面影画28


7月2日の面影画は熊谷尚子さん




描いたネコ ちゃこ 13歳 メス                          

 ちゃこは小さい頃、尚子さんの家のとなりの焼き鳥加工場で飼われていた。正月休みに加工
場が休暇になり、その時に尚子さんの家に餌をもらいにきて、そのまま飼うことになったネコ
だった。ペルシャの血が入っているのか、目が大きくブルーだった。白地に茶色が入る体の色
から「ちゃこ」と名付けられて、家族に可愛がられた。                 

 ちゃこは頭のいいネコだった。家と外を自由に行き来していた。トイレは必ず家でせずに、
畑に行って済まして来た。                              
 子供たちも「ちゃー、ちゃー」と呼んで可愛がっていた。
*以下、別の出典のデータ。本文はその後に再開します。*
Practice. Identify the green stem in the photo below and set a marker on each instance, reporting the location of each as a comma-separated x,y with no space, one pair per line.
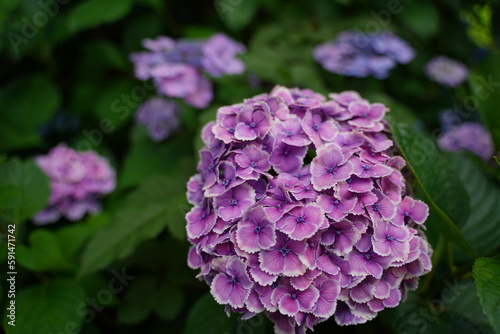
435,259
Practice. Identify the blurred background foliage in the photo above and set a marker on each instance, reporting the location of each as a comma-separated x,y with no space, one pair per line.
66,77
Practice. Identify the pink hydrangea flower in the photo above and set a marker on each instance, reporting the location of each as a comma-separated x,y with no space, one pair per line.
300,211
77,181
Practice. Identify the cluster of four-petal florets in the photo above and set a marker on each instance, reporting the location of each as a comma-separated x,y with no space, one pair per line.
300,210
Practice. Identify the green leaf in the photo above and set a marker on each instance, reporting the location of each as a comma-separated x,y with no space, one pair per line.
419,316
25,105
51,307
236,14
72,238
159,157
444,191
10,196
138,301
168,301
481,227
110,109
44,253
421,17
207,317
159,202
487,277
32,188
93,13
485,83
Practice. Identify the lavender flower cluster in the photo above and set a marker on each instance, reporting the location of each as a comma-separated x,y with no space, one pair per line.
301,211
360,55
446,71
160,117
469,136
178,67
77,181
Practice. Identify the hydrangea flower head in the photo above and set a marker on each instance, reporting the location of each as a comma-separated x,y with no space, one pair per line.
299,211
469,136
77,181
179,68
360,55
159,116
446,71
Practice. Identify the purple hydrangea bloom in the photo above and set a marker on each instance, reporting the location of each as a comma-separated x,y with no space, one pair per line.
159,116
300,211
446,71
469,136
361,55
178,68
77,181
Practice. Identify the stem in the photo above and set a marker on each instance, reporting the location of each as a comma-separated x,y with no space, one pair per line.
435,259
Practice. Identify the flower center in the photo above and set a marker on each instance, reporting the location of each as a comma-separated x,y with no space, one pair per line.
284,251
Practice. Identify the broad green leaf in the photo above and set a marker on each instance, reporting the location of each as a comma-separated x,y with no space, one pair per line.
145,213
93,13
207,317
422,18
236,14
168,301
485,84
417,316
50,307
445,193
487,278
25,104
160,158
481,227
32,188
72,238
10,196
111,108
138,301
43,254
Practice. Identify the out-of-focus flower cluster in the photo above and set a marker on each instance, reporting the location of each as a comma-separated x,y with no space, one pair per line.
301,211
159,116
361,55
446,71
178,68
77,181
469,136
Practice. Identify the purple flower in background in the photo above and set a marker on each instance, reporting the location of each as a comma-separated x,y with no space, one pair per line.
219,56
159,116
361,55
446,71
299,210
178,68
77,181
472,137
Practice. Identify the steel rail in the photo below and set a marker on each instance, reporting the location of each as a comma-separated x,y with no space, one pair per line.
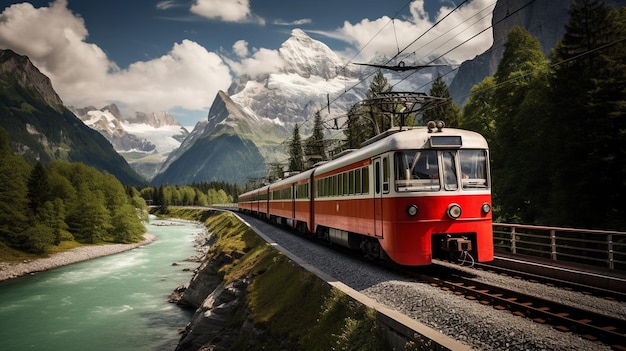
590,325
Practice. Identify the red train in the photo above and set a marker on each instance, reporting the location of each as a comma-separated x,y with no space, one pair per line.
407,195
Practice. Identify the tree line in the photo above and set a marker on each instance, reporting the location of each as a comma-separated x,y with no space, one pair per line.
44,205
41,206
196,194
556,125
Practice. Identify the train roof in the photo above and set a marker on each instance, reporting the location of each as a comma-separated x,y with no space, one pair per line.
411,138
293,179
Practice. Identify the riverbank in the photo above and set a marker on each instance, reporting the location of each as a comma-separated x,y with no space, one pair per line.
79,254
ちゃあは子供があまり好きではな
く、逃げ回ることが多かった。反面、ネコ好きな人はよく分かり、そういう人が来ると自分か
ら寄っていたものだった。                              

 ネコにはネコ、トコ、ミコと三種類のネコがいると、よく言われる。ネコはネズミを獲るネ
コ。トコは鳥を獲るネコ、ミコはヘビを獲るネコと言われている。            
 ちゃこはトコだった。よくスズメを捕まえて見せにきたものだった。最終的には食べるのだ
が、尚子さんに獲物を見せてから、誇らしげに食べていた。               
 食べるといえば、サツマイモが好きなネコだった。                  

 メスネコだったので、家で子供を産む。尚子さんの子供たちが「子猫の里親」探しで大変だ
った。「避妊してなかったからね・・仕方なかったんだけど・・・」「13年一緒に暮らしか
ら・・・」ネコを失った気持ちは18年ネコと暮らした私には本当によく分かる。     
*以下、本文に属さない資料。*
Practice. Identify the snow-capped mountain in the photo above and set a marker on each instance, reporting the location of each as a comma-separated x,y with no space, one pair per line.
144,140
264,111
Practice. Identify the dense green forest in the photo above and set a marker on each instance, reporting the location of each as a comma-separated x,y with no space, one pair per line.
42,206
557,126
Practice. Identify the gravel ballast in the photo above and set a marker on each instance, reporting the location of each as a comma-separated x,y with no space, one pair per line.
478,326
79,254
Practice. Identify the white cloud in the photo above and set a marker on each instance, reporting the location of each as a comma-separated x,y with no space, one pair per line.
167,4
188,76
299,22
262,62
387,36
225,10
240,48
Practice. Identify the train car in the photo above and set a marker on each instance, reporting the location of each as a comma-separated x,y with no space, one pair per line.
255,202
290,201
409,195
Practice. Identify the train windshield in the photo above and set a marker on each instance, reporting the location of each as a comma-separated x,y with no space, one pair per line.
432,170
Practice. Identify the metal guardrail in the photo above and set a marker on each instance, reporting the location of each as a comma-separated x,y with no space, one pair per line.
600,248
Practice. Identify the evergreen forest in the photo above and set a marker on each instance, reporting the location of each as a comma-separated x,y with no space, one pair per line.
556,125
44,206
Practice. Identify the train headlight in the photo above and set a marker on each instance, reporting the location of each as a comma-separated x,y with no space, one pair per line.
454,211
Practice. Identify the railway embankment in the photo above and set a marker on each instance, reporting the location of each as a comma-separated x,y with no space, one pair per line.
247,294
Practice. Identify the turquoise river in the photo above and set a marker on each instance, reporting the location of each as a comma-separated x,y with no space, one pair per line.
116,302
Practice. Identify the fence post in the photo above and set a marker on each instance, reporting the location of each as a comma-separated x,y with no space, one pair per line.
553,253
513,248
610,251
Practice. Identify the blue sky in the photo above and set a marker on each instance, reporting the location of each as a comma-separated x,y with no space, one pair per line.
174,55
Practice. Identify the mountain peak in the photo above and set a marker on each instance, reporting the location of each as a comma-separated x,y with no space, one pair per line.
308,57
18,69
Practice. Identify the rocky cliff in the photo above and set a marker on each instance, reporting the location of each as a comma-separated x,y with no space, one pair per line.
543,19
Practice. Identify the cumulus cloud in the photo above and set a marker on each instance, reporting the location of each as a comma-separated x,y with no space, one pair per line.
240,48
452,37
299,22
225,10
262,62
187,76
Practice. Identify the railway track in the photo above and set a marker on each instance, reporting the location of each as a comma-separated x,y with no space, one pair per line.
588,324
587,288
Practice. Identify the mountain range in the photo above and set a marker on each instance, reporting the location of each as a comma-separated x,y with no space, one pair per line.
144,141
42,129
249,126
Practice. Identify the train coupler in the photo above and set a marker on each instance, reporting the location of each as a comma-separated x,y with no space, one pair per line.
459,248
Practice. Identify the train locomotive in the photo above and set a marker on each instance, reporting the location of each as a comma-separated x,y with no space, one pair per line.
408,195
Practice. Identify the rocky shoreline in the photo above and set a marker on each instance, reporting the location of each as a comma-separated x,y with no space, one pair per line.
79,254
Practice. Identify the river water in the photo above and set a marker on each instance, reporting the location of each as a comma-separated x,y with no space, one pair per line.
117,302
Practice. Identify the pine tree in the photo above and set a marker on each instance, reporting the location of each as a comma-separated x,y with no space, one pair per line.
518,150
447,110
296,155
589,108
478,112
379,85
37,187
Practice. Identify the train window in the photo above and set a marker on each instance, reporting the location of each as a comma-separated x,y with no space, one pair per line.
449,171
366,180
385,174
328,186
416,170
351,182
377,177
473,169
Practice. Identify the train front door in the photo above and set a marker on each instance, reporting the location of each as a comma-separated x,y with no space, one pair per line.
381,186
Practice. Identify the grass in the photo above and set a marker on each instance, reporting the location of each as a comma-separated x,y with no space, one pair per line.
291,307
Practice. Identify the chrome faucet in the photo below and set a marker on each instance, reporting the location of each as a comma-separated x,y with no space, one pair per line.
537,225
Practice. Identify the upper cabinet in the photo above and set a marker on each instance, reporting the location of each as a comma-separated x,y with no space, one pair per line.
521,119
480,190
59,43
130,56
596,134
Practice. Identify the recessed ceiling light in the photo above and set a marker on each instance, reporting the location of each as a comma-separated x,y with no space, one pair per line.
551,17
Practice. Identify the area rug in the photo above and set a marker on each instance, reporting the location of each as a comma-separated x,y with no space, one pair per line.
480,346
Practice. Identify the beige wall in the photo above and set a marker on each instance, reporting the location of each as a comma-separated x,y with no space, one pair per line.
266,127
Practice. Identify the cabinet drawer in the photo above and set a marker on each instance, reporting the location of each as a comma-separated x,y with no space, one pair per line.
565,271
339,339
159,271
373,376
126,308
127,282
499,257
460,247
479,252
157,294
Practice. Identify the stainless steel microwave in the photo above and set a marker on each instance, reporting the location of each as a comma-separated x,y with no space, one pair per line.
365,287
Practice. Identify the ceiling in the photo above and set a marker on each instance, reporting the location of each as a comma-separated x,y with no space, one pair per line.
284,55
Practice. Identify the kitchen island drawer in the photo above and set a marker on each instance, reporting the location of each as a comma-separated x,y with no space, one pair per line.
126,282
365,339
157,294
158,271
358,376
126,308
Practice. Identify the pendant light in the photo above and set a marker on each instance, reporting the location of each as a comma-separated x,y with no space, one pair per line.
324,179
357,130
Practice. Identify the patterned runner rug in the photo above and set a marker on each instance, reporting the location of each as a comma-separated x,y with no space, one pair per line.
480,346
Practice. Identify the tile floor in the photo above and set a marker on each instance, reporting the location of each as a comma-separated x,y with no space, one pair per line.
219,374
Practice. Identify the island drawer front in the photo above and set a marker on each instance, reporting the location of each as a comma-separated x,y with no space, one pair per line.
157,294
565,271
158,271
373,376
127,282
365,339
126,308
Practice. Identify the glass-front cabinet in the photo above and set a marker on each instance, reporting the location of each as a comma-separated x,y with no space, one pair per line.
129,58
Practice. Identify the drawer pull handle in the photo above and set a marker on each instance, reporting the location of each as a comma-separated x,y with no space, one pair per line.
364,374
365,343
 3月11日、尚子さんは仕事だった。職場は高台にあり無事だった。その職場が避難所とな
り、大勢の被災者を受け入れると、目が回るような忙しさになった。           
 被災者の騒ぎが一段落してから、ちゃこを探しに行ったが見つからなかった。外に遊びに行
くネコだったから、津波に流されてしまったのかもしれない。              
 ネコは家につくと言われる。尚子さんの家は津波で何もかも流されて、跡形も無くなってい
た。ちゃこが家に逃げていても、助かるすべはなかった。                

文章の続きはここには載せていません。